### 7.2.3 Learning Probabilities

For many of the prediction measures, the optimal prediction on the training data is the empirical frequency. Thus, making a point estimate can be interpreted as learning a probability. However, the empirical frequency is typically not a good estimate of the probability of new cases; just because an agent has not observed some value of a variable does not mean that the value should be assigned a probability of zero. A probability of zero means that the value is impossible.

Typically, we do not have data without any prior knowledge. There is typically a great deal of knowledge about a domain, either in the meaning of the symbols or in experience with similar examples that can be used to improve predictions.

A standard way both to solve the zero-probability problem and to take prior knowledge into account is to use a pseudocount or prior count for each value to which the training data is added.

Suppose there is a binary feature Y, and an agent has observed n0 cases where Y=0 and n1 cases where Y=1. The agent can use a pseudocount c0 ≥ 0 for Y=0 and a pseudocount c1 ≥ 0 for Y=1 and estimate the probability as

P(Y=1)=(n1+c1)/(n0+c0+n1+c1).

This takes into account both the data and the prior knowledge. This formula can be justified in terms of a prior on the parameters (see Section 7.8). Choosing pseudocounts is part of designing the learner.

More generally, suppose Y has domain {y1,...,yk}. The agent starts with a pseudocount ci for each yi. These counts are chosen before the agent has seen any of the data. Suppose the agent observes some training examples, where ni is the number of data points with Y=yi. It can then use

P(Y=yi)=(ci+ni)/(∑i' ci'+ni').

To determine the pseudocounts, consider the question, "How much more should an agent believe yi if it had seen one example with yi true than if it had seen no examples with yi true?" If, with no examples of yi true, the agent believes that yi is impossible, ci should be zero. If not, the ratio chosen in answer to that question should be equal to the ratio (1+ci):ci. If the pseudocount is 1, a value that has been seen once would be twice as likely as one that has been seen no times. If the pseudocount is 10, a value observed once would be 10% more likely than a value observed no times. If the pseudocount is 0.1, a value observed once would be 11 times more likely than a value observed no times. If there is no reason to choose one value in the domain of Y over another, all of the values of ci should be equal.

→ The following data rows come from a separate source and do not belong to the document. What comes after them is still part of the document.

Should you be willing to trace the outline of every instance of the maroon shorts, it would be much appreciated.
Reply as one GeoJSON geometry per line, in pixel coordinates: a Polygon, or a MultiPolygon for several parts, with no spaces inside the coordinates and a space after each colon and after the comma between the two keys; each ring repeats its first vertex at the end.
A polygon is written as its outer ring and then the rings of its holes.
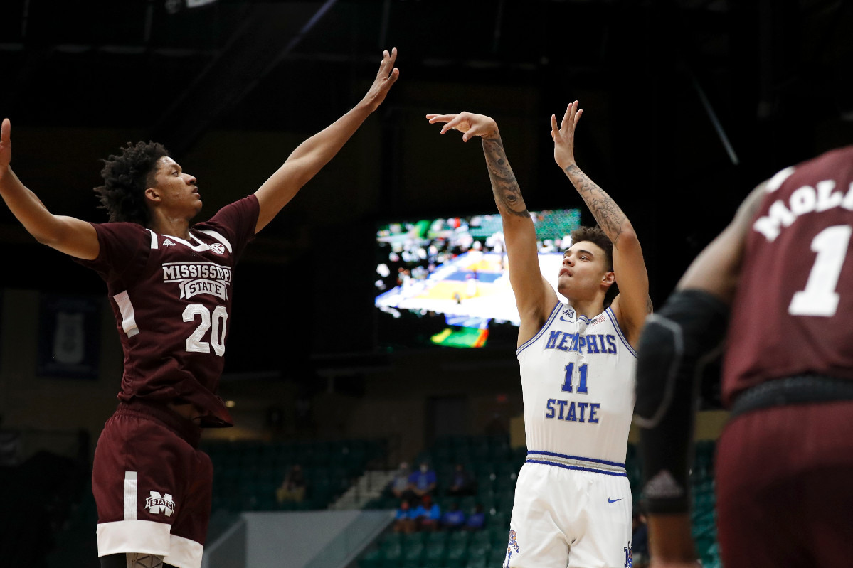
{"type": "Polygon", "coordinates": [[[95,449],[98,556],[142,553],[201,565],[213,467],[200,428],[161,404],[120,403],[95,449]]]}
{"type": "Polygon", "coordinates": [[[726,568],[847,566],[853,543],[853,401],[734,418],[716,463],[726,568]]]}

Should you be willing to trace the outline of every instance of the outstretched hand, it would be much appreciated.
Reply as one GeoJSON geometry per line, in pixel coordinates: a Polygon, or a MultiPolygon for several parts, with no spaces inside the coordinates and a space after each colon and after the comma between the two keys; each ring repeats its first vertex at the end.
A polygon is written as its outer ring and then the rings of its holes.
{"type": "Polygon", "coordinates": [[[379,66],[379,72],[376,78],[368,90],[363,101],[370,107],[370,112],[374,112],[385,101],[386,96],[391,90],[391,85],[394,84],[400,76],[400,70],[394,67],[397,61],[397,48],[392,48],[391,53],[387,50],[382,52],[382,62],[379,66]]]}
{"type": "Polygon", "coordinates": [[[9,169],[9,162],[12,161],[12,123],[9,119],[3,119],[3,126],[0,128],[0,174],[9,169]]]}
{"type": "Polygon", "coordinates": [[[554,159],[565,170],[575,163],[575,127],[581,119],[582,109],[577,101],[571,103],[557,128],[557,117],[551,115],[551,137],[554,139],[554,159]]]}
{"type": "Polygon", "coordinates": [[[471,140],[473,136],[494,138],[498,136],[497,123],[491,117],[473,113],[460,113],[459,114],[427,114],[431,125],[437,122],[447,123],[441,128],[441,134],[450,130],[462,132],[462,142],[471,140]]]}

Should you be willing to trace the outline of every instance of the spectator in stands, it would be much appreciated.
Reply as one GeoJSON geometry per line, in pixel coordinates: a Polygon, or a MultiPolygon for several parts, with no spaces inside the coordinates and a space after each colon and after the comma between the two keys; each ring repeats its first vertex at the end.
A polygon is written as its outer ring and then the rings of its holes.
{"type": "Polygon", "coordinates": [[[485,525],[485,513],[483,513],[483,506],[477,503],[474,512],[468,515],[465,521],[466,530],[479,530],[485,525]]]}
{"type": "Polygon", "coordinates": [[[450,480],[450,487],[448,488],[447,493],[455,496],[463,496],[474,495],[475,492],[476,488],[474,487],[474,481],[471,474],[465,470],[465,466],[457,463],[453,472],[453,478],[450,480]]]}
{"type": "Polygon", "coordinates": [[[441,520],[441,507],[432,502],[429,494],[421,498],[421,504],[412,512],[412,517],[421,530],[438,530],[441,520]]]}
{"type": "Polygon", "coordinates": [[[459,503],[453,501],[450,508],[441,516],[441,526],[445,530],[456,530],[465,525],[465,513],[459,508],[459,503]]]}
{"type": "Polygon", "coordinates": [[[397,499],[409,499],[410,496],[406,495],[409,490],[409,476],[411,475],[411,471],[409,469],[409,464],[405,461],[400,464],[399,469],[394,473],[394,478],[391,480],[388,484],[388,488],[391,490],[392,495],[393,495],[397,499]]]}
{"type": "Polygon", "coordinates": [[[647,568],[648,554],[648,525],[646,524],[646,514],[641,510],[634,512],[634,526],[631,529],[631,559],[634,568],[647,568]]]}
{"type": "Polygon", "coordinates": [[[409,476],[409,489],[418,497],[431,495],[435,489],[435,472],[424,461],[421,468],[409,476]]]}
{"type": "Polygon", "coordinates": [[[305,476],[302,466],[294,464],[287,474],[284,476],[281,486],[276,490],[276,497],[279,504],[286,501],[299,502],[305,496],[305,476]]]}
{"type": "Polygon", "coordinates": [[[412,533],[415,532],[416,527],[415,525],[415,517],[412,511],[409,507],[409,501],[403,499],[400,501],[400,506],[397,508],[397,513],[394,515],[394,532],[404,532],[412,533]]]}

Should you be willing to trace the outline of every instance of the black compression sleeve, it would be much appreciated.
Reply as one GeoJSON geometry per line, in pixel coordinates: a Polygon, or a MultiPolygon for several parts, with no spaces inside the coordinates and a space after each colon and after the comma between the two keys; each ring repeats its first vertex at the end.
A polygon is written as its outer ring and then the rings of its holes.
{"type": "Polygon", "coordinates": [[[642,494],[651,513],[686,513],[702,369],[720,353],[728,307],[699,290],[673,293],[650,316],[637,350],[634,421],[641,427],[642,494]]]}

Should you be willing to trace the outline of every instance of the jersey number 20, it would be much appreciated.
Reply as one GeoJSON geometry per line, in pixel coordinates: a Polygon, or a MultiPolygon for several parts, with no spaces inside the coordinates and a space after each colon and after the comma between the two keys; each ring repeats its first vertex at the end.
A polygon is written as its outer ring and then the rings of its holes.
{"type": "Polygon", "coordinates": [[[228,312],[225,306],[218,305],[211,314],[210,310],[201,304],[190,304],[183,310],[183,321],[193,322],[196,316],[201,318],[201,323],[195,328],[193,334],[187,338],[188,351],[193,353],[210,353],[211,345],[213,352],[222,356],[225,354],[225,322],[228,321],[228,312]],[[212,327],[212,329],[211,329],[212,327]],[[211,330],[210,343],[201,339],[211,330]]]}

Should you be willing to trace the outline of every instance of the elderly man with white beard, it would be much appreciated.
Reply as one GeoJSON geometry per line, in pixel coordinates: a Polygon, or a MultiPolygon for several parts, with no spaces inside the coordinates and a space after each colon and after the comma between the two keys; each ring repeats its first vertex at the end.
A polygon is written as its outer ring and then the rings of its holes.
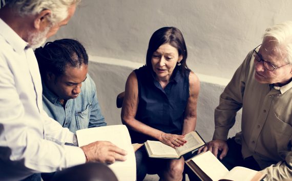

If there is no prior knowledge, Laplace(1812) suggested that it is reasonable to set ci=1. See Section 7.8 for a justification of why this may be reasonable. We will see examples where it is not appropriate, however.

The same idea can be used to learn a conditional probability distribution. To estimate a conditional distribution, P(Y|X), of variable Y conditioned on variable(s) X, the agent can maintain a count for each pair of a value for Y and a value for X. Suppose cij is a non-negative number that will be used as a pseudocount for Y=yi ∧X=xj. Suppose nij is the number of observed cases of Y=yi ∧X=xj. The agent can use

P(Y=yi|X=xj)=(cij+nij)/(∑i' ci'j+ni'j),

but this does not work well when the denominator is small, which occurs when some values of X are rare. When X has structure - for example, when it is composed of other variables - it is often the case that some assignments to X are very rare or even do not appear in the training data. In these cases, the learner must use other methods that are discussed in this chapter.